La última, en Nueva York, en 2008. Su esposa, quien es economista, le lleva ventaja. Además de haber corrido todas las maratones que él completó, este año corrió en la  de San Diego. Y clasificó para la  de Boston, en abril de 2010, en la cual  solo corren los que han completado tiempos mínimos.

A los ‘maraturistas’, con pocas excepciones, no les gusta repetir maratones. Quieren ir a otras ciudades, repetir la experiencia en otros escenarios, como  Nelo Chávez.

Este ingeniero químico ya corrió 12 maratones, en 11 ciudades: Filadelfia, Boston, Chicago, Nueva Jersey, Buenos Aires, Nashville, Bufallo, Nueva York, Los Ángeles, Misisoga y Niagara Falls. Repitió Buenos Aires. Hoy piensa  correr en Italia el próximo año. Su mejor tiempo fue en Bufallo: dos horas, 45 minutos y 39 segundos.
 
“Corro dos maratones al año. Divido mis 15 días de vacaciones, en 8 y 7. Y luego de correr me quedo en la ciudad para visitarla”. Por  sus planes de conocer en Italia, no dividirá las vacaciones. “Ahí  me tomo tres semanas de vacaciones”.
 
La primera maratón de Mario Jarrín fue en Buenos Aires. Su experiencia fue tan deportiva como familiar. “Viajé con mi madre y con mi hija. La idea es que  no sea un paseo individual, en lo posible los corredores  viajamos acompañados de la familia”.

Después de conocer Buenos Aires, un día después de la carrera y aún adolorido por la experiencia, hizo un tour por la ciudad. El siguiente paso fue viajar con su familia a Chile y visitar Santiago, Viña  del Mar y  Valparaíso. 

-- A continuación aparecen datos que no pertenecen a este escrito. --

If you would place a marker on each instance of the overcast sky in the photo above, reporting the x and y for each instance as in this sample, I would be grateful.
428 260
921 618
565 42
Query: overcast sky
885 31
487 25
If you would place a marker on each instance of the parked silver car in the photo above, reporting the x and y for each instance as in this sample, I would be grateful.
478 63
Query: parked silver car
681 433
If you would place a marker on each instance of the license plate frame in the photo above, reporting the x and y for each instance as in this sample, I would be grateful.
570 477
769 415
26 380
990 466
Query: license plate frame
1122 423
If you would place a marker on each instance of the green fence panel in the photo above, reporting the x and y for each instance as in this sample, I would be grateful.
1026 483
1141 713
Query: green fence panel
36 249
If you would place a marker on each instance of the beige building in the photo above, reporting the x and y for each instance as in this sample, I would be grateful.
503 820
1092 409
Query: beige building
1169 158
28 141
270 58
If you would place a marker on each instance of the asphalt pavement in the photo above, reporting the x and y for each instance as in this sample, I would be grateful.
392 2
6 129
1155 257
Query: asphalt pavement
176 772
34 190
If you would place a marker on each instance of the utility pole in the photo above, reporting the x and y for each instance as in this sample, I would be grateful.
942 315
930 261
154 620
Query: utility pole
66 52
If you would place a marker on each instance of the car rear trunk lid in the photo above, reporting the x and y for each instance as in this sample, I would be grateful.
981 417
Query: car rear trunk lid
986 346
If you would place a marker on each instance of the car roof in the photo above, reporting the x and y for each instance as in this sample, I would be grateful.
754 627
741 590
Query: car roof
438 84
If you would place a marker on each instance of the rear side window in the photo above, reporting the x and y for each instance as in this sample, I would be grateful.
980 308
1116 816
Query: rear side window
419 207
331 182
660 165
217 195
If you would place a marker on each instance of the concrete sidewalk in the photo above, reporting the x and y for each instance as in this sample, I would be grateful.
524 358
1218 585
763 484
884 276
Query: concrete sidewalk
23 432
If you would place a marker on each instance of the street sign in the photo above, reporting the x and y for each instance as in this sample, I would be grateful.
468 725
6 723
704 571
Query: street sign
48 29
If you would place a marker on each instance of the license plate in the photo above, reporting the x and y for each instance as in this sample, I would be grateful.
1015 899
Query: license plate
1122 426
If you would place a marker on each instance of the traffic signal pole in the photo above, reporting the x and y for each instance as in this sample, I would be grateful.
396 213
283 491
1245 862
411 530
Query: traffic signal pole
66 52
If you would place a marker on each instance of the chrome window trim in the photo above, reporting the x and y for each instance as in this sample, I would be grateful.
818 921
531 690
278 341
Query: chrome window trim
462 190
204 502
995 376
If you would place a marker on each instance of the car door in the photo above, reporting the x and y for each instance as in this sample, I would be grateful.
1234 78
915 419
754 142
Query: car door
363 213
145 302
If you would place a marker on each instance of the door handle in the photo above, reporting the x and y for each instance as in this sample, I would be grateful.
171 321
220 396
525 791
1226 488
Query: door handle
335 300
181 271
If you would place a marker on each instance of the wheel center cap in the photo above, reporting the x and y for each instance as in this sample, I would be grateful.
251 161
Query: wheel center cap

Marcelo Vélez y su esposa, Gabriela Saa Jaramillo, también encajan en la definición de ‘maraturistas’. Él, ingeniero químico, y ella, pediatra, ya corrieron en Annecy, Francia, y en Nueva York. “Me fui muy irresponsablemente, aún no sé cómo corrí dos maratones”, bromea él.

Luego cuenta que Annecy fue una maratón pequeña, de 2 500 participantes, alrededor de un lago.  Gabriela  cuenta que la semana siguiente a la maratón la aprovecharon.

Siete días después de la maratón, aprovechamos para conocer la zona del  lago   Lemán,  que está entre Suiza y Francia. “Alquilamos un auto y fuimos a los pueblitos suizos. Estuvimos en Zermatt, luego nos fuimos hacia Francia, a Evian y llegamos  a Gruyére, a comer queso...”, sigue su relato. 

La siguiente maratón de la pareja fue  el año pasado, en Nueva York. “Aquí era curioso que no éramos los únicos en agarrarnos las piernas al bajar por las escaleras del metro.

La mayoría no tenía escaleras mecánicas y todo el mundo caminaba de retro o agrarrándose los músculos”, relata Saa Jaramillo. A pesar del dolor inicial, ella no olvida la visita  al Museo Metropolitano ni la que hicieron a  Broadway.- “Fuimos  a ver el Fantasma de la ópera, que siempre quise ver, fue  maravilloso”.
 
Así, después de la maratón, tuvieron cuatro días más en la Gran Manzana. Ellos ya saben cuál será su próxima maratón: el próximo año quieren correr en Berlín.